Volunteers gathered on Greek beaches to rescue exhausted families crossing on flimsy boats from Turkey. In Germany, they were greeted with applause at train and bus stations.

But the warm welcome soon ended after EU nations disagreed over how to share responsibility, with the main pushback coming from Central and Eastern European countries like Hungary and Poland. One by one, governments across Europe toughened migration and asylum policies, doubling down on border surveillance, earning the nickname of “Fortress Europe.”

Just last week, the U.N. High Commissioner for Refugees denounced the increasing “violence and serious human rights violations” across European borders, specifically pointing the finger at Greece.

And last year hundreds of people, mainly from Iraq and Syria but also from Africa, were left stranded in a no man’s land between Poland and Belarus as the EU accused Belarusian President Alexander Lukashenko of luring thousands of foreigners to its borders in retaliation for sanctions. At the time, Poland blocked access to aid groups and journalists. More than 15 people died in the cold.

Meanwhile, in the Mediterranean, the European Union has been heavily criticized for funding Libya to intercept migrants trying to reach its shores, helping to return them to abusive — and often deadly — detention centers.

“There is no way to avoid questions around the deeply embedded racism of European migration policies when we see how different the reactions of national governments and EU elites are to the people trying to reach Europe,” Lena Karamanidou, an independent migration and asylum researcher in Greece, wrote on Twitter.

Jeff Crisp, a former head of policy, development and evaluation at UNHCR, agreed that race and religion influenced treatment of refugees.
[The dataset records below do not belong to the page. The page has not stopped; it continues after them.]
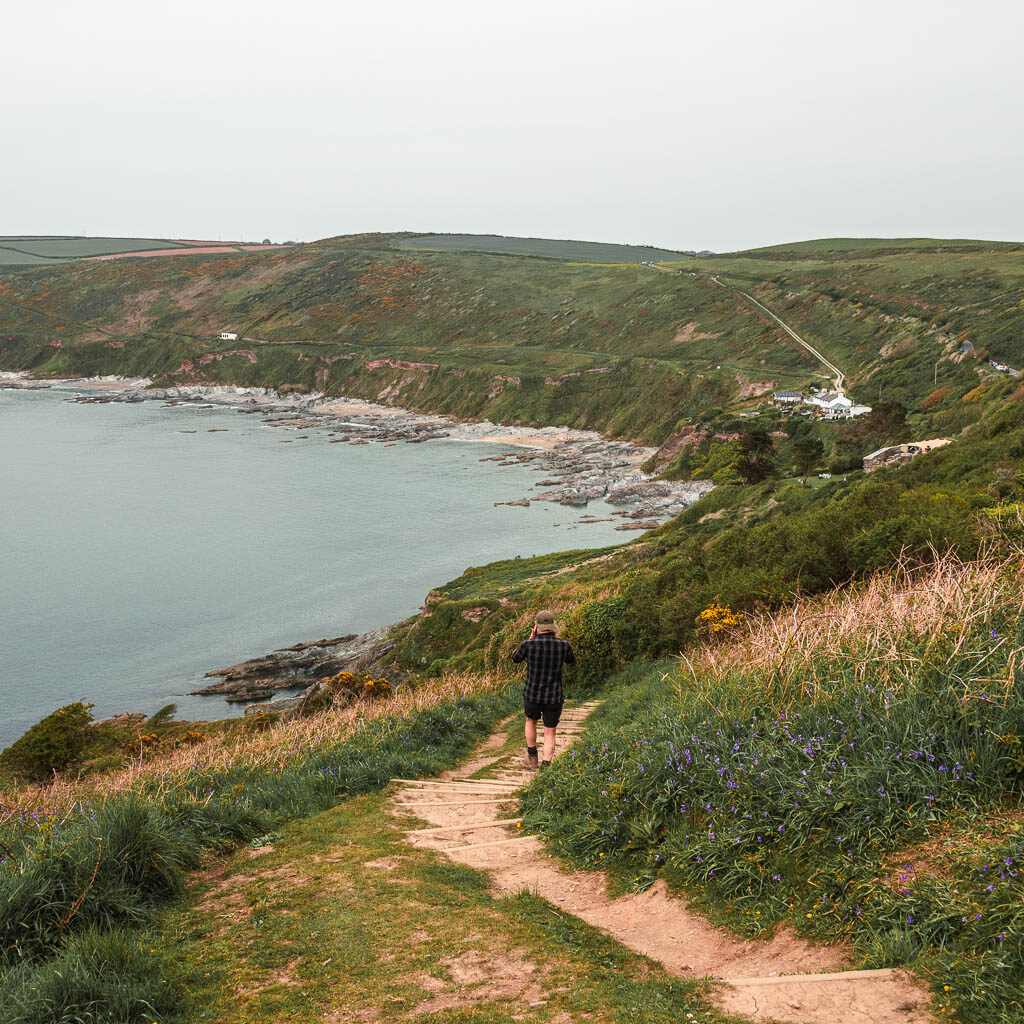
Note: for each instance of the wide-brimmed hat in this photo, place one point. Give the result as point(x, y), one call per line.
point(545, 620)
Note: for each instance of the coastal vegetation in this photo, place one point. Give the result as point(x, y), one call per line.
point(814, 715)
point(519, 339)
point(852, 767)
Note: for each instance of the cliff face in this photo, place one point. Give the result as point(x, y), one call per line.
point(629, 349)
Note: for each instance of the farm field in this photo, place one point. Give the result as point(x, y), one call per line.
point(597, 252)
point(28, 250)
point(845, 710)
point(543, 341)
point(825, 247)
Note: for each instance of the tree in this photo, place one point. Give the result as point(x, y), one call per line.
point(757, 455)
point(50, 745)
point(807, 451)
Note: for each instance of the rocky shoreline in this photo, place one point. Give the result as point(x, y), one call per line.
point(299, 667)
point(579, 466)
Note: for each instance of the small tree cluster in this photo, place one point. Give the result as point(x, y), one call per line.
point(53, 744)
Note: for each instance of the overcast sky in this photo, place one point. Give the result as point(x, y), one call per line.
point(715, 125)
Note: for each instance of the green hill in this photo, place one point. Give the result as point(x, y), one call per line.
point(596, 252)
point(27, 250)
point(849, 247)
point(812, 715)
point(630, 349)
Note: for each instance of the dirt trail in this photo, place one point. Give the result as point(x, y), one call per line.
point(473, 821)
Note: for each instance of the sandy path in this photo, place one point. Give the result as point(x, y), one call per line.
point(473, 821)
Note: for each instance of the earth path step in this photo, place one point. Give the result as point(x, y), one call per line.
point(756, 980)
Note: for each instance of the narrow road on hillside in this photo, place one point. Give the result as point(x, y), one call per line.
point(840, 376)
point(471, 818)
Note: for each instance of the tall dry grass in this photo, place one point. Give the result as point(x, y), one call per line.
point(279, 745)
point(964, 616)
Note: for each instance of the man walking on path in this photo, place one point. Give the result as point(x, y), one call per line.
point(545, 653)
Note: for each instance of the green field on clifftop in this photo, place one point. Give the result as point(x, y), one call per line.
point(628, 349)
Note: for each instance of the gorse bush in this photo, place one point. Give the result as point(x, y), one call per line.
point(776, 779)
point(50, 745)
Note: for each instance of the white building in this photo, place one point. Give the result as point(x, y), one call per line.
point(835, 406)
point(832, 403)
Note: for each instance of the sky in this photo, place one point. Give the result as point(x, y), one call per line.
point(717, 125)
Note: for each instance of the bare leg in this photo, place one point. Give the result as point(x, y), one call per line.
point(530, 732)
point(549, 742)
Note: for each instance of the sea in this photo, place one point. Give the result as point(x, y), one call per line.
point(141, 545)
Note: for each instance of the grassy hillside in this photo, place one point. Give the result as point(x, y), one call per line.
point(629, 349)
point(596, 252)
point(846, 247)
point(852, 767)
point(32, 249)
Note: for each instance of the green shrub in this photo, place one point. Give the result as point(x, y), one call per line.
point(164, 715)
point(97, 978)
point(50, 745)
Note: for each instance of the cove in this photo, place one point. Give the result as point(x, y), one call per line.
point(142, 546)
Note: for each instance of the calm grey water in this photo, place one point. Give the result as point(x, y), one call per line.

Like many, he was struck by the double standard.

“Countries that had been really negative on the refugee issue and have made it very difficult for the EU to develop coherent refugee policy over the last decade, suddenly come forward with a much more positive response,” Crisp noted.

Much of Orban’s opposition to migration is based on his belief that to “preserve cultural homogeneity and ethnic homogeneity,” Hungary should not accept refugees from different cultures and different religions.
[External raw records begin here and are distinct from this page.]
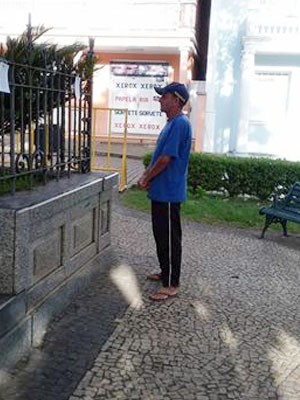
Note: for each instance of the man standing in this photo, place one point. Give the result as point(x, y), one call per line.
point(166, 182)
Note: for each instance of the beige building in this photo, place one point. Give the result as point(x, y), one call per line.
point(139, 44)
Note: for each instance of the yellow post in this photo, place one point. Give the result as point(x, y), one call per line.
point(109, 140)
point(93, 150)
point(18, 142)
point(123, 177)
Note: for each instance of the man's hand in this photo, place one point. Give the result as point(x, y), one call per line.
point(143, 183)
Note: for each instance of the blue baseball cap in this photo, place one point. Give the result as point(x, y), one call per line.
point(176, 88)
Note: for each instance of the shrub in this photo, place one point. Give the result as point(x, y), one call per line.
point(234, 176)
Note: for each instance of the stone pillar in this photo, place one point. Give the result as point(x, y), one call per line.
point(184, 64)
point(247, 76)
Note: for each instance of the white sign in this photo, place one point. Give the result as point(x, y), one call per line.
point(132, 88)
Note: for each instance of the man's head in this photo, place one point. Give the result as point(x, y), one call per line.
point(177, 89)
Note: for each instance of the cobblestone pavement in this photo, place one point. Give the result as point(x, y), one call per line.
point(232, 333)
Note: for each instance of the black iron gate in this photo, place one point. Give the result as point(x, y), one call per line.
point(45, 124)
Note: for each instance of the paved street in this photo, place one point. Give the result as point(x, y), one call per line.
point(232, 333)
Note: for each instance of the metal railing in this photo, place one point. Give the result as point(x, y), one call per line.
point(45, 125)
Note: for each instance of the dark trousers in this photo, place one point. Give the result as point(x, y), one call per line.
point(168, 237)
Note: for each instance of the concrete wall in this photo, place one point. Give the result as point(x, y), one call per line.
point(51, 242)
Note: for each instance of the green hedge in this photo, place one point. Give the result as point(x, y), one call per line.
point(259, 177)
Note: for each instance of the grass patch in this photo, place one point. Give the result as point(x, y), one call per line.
point(211, 209)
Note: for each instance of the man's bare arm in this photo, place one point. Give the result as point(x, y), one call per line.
point(161, 163)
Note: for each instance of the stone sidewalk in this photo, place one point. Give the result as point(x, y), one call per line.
point(232, 333)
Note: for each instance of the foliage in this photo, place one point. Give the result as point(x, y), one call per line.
point(37, 66)
point(235, 176)
point(210, 209)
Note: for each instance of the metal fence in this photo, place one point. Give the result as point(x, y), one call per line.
point(45, 125)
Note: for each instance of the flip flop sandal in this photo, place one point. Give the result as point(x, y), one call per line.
point(154, 277)
point(160, 296)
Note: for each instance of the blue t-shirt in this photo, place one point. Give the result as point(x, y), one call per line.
point(174, 141)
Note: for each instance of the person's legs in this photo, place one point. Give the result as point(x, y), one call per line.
point(160, 228)
point(167, 234)
point(176, 243)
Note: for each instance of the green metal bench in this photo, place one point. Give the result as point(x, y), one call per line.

Members of Poland’s conservative nationalist ruling party have also consistently echoed Orban’s thinking on migration to protect Poland’s identity as a Christian nation and guarantee its security, they say, arguing that large Muslim populations could raise the risk of terror threats.

But none of these arguments has been applied to their Ukrainian neighbors, with whom they share historical and cultural ties. Parts of Ukraine today were once also parts of Poland and Hungary. Over 1 million Ukrainians live and work in Poland and hundreds of thousands more are scattered across Europe. Some 150,000 ethnic Hungarians also live in Western Ukraine, many of whom have Hungarian passports.
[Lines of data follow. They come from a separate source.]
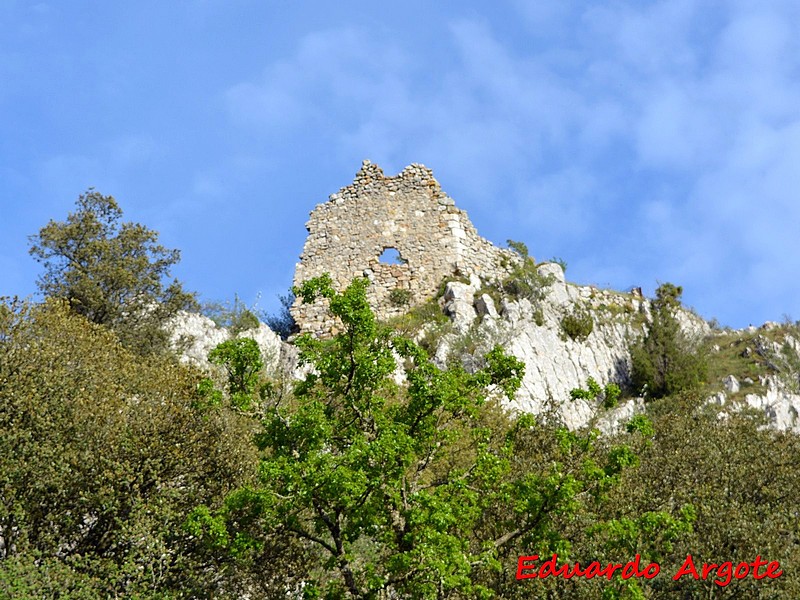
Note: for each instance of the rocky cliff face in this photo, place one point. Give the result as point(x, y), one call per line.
point(535, 332)
point(555, 363)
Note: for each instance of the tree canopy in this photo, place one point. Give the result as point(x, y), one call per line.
point(114, 273)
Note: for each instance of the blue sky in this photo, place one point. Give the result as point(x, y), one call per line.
point(640, 141)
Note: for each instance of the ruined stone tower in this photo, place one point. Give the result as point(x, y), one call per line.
point(408, 215)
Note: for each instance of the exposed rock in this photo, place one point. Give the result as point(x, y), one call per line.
point(458, 304)
point(484, 306)
point(194, 336)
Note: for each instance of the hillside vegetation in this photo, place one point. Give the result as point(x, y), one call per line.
point(397, 464)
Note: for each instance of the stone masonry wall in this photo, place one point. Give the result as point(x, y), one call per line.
point(409, 213)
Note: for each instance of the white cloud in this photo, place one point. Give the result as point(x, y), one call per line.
point(674, 121)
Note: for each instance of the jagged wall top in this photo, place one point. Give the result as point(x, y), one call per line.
point(409, 213)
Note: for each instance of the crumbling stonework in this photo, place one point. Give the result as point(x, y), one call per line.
point(408, 213)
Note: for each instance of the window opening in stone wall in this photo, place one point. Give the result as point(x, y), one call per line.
point(391, 256)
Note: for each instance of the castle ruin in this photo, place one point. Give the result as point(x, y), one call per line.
point(408, 216)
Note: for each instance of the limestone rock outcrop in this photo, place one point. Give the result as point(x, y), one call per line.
point(194, 336)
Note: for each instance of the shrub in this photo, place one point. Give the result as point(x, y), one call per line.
point(114, 273)
point(664, 362)
point(577, 325)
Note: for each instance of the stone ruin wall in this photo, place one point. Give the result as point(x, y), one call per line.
point(409, 213)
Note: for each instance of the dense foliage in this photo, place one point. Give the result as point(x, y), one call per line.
point(113, 273)
point(102, 456)
point(422, 490)
point(664, 361)
point(126, 475)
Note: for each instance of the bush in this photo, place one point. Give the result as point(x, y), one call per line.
point(577, 325)
point(111, 272)
point(664, 362)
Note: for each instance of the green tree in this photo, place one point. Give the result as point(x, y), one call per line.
point(102, 456)
point(113, 273)
point(418, 490)
point(664, 361)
“It is not completely unnatural for people to feel more comfortable with people who come from nearby, who speak the (similar) language or have a (similar) culture,” Crisp said.

But as more and more people scrambled to flee as Russia advanced, several reports emerged of non-white residents of Ukraine, including Nigerians, Indians and Lebanese, getting stuck at the border with Poland. Unlike Ukrainians, many non-Europeans need visas to get into neighboring countries. Embassies from around the world were scrambling to assist their citizens struggling to get through chaotic border crossings out of Ukraine.

Videos shared on social media posted under the hashtag #AfricansinUkraine allegedly showed African students being held back from boarding trains out of Ukraine — to make space for Ukrainians.

In Poland, Ruchir Kataria, an Indian volunteer, told the Associated Press on Sunday that his compatriots got stuck on the Ukrainian side of the border crossing leading into Medyka, Poland. In Ukraine, they were initially told to go to Romania hundreds of kilometers away, he said, after they had already made long journeys on foot to the border, not eating for three days. Finally, on Monday they got through.

The United Nations Refugee Agency has urged “receiving countries (to) continue to welcome all those fleeing conflict and insecurity — irrespective of nationality and race.”